When I was a senior in high school, my family took an Arizona vacation. It was the height of summer, and my parents were able to get an amazing deal on a fancy resort in Phoenix, since it was 114-degrees outside and no one in their right mind would want to vacation in an oven. So we spent our entire time in Phoenix in the hotel swimming pool. And, after that, we went to visit the red-rock town of Sedona, which was a relief at about 20 degrees cooler, and which leaves an impression on me to this day.
Sedona stands as sort of a spiritual center for the region. Drive into town and you’ll notice dreamcatchers hanging in windows and on rearview mirrors, large displays of crystal jewelry, a preponderance of candle shops, celestial-themed galleries, and people walking around with yoga mats. Part of the reason why Sedona attracts so many new-age seekers and dreamers is that it’s believed that there is a special, concentrated energy in some of the town’s rocks—this energy concentration is also called a vortex. There are a number of jeep tours that will take you to Sedona’s vortices where you can determine if you feel a special tingle in your spine, a healing vibration, or the presence of some sort of higher power.
Even if you don’t get a thrill up your leg, the sandstone rocks in and of themselves are a thing of beauty, and a photographer’s dream. Depending on what time of day you go, they take on different shades of red, which are heightened by the region’s spectacular sunrises and sunsets.

I don’t remember getting much of a special feeling from the vortex (we went to Cathedral Rock, but each vortex has its own spiritual properties), but the tour we took was pretty fun, going up and over the rocks of Oak Creek Canyon, tasting pine nuts picked fresh from the trees, and learning about the area’s flora and fauna. At night, the plentiful stars knocked our jaws open and lent an otherworldly glow to the martian-like landscape.
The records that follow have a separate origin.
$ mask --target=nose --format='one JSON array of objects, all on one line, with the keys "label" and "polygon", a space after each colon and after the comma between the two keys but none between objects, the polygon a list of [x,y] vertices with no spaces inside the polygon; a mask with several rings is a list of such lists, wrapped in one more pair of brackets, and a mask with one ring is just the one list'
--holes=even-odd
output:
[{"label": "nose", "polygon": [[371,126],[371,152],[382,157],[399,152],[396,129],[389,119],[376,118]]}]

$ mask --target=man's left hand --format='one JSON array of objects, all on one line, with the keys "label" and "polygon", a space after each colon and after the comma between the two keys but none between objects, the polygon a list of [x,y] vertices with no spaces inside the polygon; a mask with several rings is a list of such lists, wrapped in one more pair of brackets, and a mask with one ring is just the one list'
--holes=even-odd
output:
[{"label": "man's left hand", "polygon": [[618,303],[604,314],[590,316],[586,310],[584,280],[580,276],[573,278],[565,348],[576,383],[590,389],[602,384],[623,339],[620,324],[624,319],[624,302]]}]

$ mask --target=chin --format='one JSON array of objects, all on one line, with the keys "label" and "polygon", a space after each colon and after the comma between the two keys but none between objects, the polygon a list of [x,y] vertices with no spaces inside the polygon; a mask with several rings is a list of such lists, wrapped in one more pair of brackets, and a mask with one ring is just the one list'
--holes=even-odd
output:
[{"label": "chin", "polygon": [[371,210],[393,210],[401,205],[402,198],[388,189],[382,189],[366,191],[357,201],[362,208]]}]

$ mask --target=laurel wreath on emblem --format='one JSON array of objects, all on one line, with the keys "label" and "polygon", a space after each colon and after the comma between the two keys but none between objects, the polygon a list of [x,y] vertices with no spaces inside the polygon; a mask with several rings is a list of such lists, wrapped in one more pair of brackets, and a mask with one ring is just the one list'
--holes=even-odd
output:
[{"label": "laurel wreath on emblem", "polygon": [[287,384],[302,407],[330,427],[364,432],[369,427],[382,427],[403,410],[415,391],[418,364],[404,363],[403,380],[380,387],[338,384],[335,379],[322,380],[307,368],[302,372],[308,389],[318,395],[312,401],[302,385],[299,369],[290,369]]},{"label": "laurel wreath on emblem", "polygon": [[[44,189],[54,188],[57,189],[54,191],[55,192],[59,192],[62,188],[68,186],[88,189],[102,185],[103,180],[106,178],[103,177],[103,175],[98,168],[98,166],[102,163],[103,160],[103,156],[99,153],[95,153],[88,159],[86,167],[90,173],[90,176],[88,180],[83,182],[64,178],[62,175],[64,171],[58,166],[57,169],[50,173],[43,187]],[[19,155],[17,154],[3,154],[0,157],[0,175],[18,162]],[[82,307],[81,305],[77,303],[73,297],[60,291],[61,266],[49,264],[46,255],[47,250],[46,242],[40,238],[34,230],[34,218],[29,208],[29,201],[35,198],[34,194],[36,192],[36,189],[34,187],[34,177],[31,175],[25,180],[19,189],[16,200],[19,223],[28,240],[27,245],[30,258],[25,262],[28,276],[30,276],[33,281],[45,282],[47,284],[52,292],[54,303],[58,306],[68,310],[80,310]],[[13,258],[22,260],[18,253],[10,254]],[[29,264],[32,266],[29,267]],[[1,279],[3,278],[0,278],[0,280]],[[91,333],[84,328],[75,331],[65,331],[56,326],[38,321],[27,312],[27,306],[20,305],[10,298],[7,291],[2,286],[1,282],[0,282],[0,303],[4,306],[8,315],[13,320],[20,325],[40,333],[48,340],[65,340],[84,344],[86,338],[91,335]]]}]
Even if pan-flute music, astrological charts, and the hippie go-to scent of nag champa gives you the heebie jeebies, all the new-age noise is pretty easy to get past in Sedona, where nature looms large enough to remind you and your brethren that you’re pretty small. Even when you’re a skeptical senior in high school. It was a place that restored the “cool” factor to our summer vacation in Arizona, in more ways than one.